Trois lycées agricoles privés, piliers historiques du projet, ont acté leur départ. Une « sécession » inédite qui fragilise l’équilibre d’un campus présenté depuis des années comme un laboratoire d’innovation pour la ruralité. Au cœur du conflit : la gouvernance, la place des lycées agricoles dans une structure devenue tentaculaire, et un malaise social profond qui n’a cessé de s’intensifier depuis 2022.

Créé pour fédérer sur un même site des lycées, des écoles supérieures, un incubateur et des acteurs économiques, The Land se voulait un écosystème de formation tourné vers l’agriculture, l’environnement, l’alimentation et la ruralité. Porté par son directeur général, Jean-Marc Esnault, le campus a connu une croissance fulgurante : extension immobilière, diversification des filières, résidence étudiante, montée en puissance des cursus post-bac.

Mais derrière l’image de modernité, les tensions se sont accumulées. Les trois lycées agricoles privés du groupe Antoine-de-Saint-Exupéry — socle historique de l’enseignement secondaire du campus — ont exprimé un malaise croissant face à ce qu’ils décrivent comme une perte de visibilité, de liberté pédagogique et une gouvernance jugée trop verticale. En mars 2024, une grève d’ampleur réunissant les lycées de Rennes, Vitré et La Guerche-de-Bretagne sonnait déjà l’alarme.

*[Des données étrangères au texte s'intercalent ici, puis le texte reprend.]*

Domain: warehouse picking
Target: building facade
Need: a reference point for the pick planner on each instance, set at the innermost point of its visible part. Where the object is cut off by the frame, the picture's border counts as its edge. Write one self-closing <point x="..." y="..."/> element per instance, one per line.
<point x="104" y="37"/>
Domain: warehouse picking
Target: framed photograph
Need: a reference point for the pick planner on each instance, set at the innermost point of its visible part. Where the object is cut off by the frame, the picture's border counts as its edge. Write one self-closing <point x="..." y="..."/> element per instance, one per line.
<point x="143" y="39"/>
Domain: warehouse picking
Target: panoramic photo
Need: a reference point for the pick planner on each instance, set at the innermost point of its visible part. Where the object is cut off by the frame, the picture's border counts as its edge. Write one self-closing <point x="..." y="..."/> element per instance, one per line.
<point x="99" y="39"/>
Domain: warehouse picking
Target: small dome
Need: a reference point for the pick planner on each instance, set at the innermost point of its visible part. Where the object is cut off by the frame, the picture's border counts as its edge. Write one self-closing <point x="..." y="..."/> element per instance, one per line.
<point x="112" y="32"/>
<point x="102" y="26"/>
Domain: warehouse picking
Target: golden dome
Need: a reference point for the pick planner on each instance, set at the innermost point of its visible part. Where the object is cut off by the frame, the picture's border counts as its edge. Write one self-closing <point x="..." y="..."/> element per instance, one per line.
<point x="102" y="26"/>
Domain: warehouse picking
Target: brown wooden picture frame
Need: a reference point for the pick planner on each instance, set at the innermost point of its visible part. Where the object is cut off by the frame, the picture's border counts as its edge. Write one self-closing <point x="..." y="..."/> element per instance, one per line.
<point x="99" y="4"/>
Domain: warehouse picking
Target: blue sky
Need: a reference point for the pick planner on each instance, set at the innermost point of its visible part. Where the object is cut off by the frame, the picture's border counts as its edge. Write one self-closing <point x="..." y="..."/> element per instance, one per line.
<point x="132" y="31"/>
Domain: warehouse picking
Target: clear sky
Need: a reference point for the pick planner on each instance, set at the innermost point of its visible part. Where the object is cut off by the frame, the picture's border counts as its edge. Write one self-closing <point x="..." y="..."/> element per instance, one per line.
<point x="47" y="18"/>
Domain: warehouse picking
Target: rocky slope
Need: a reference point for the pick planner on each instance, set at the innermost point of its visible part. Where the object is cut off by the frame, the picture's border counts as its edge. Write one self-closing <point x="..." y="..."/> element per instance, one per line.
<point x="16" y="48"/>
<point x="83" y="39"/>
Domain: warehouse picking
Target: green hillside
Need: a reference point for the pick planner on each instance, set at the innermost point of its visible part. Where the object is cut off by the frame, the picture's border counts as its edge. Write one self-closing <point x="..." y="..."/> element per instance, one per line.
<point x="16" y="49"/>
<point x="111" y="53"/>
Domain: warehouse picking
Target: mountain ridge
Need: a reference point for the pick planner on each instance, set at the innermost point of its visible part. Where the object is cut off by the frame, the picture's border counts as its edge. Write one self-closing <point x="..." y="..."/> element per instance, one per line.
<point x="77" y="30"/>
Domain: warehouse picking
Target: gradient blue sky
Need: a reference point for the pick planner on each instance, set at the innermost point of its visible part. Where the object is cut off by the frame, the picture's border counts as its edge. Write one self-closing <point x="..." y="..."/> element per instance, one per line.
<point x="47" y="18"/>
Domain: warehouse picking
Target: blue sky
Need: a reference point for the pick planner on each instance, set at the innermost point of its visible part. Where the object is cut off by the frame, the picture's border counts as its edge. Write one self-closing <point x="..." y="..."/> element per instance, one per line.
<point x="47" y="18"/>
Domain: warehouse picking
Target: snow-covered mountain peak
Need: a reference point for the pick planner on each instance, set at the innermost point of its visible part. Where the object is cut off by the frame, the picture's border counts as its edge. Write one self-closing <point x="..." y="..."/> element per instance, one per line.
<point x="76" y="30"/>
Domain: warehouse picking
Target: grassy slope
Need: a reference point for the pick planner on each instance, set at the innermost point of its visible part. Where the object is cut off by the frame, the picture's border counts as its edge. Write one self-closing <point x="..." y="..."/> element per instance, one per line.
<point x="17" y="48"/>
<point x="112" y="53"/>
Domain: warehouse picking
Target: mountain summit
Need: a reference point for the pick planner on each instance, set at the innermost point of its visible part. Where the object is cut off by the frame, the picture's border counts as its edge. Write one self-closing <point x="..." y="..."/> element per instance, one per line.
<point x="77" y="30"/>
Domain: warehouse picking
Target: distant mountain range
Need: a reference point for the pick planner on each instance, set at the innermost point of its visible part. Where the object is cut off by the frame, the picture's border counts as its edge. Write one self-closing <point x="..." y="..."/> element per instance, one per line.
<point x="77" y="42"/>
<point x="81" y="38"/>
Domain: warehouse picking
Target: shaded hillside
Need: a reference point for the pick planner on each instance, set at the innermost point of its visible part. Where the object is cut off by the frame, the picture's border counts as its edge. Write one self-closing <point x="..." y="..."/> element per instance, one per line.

Un an plus tard, le couperet tombe. Le ministère de l’Agriculture, le CNEAP (réseau national des lycées agricoles privés) et le diocèse d’Ille-et-Vilaine actent officiellement la sortie des trois lycées du campus The Land. La décision est historique. Les trois établissements agricoles constituaient non seulement la base pédagogique de The Land, mais aussi l’identité même du projet. Leur départ laisse un campus amputé de son socle originel et accentue les interrogations sur l’avenir global du modèle.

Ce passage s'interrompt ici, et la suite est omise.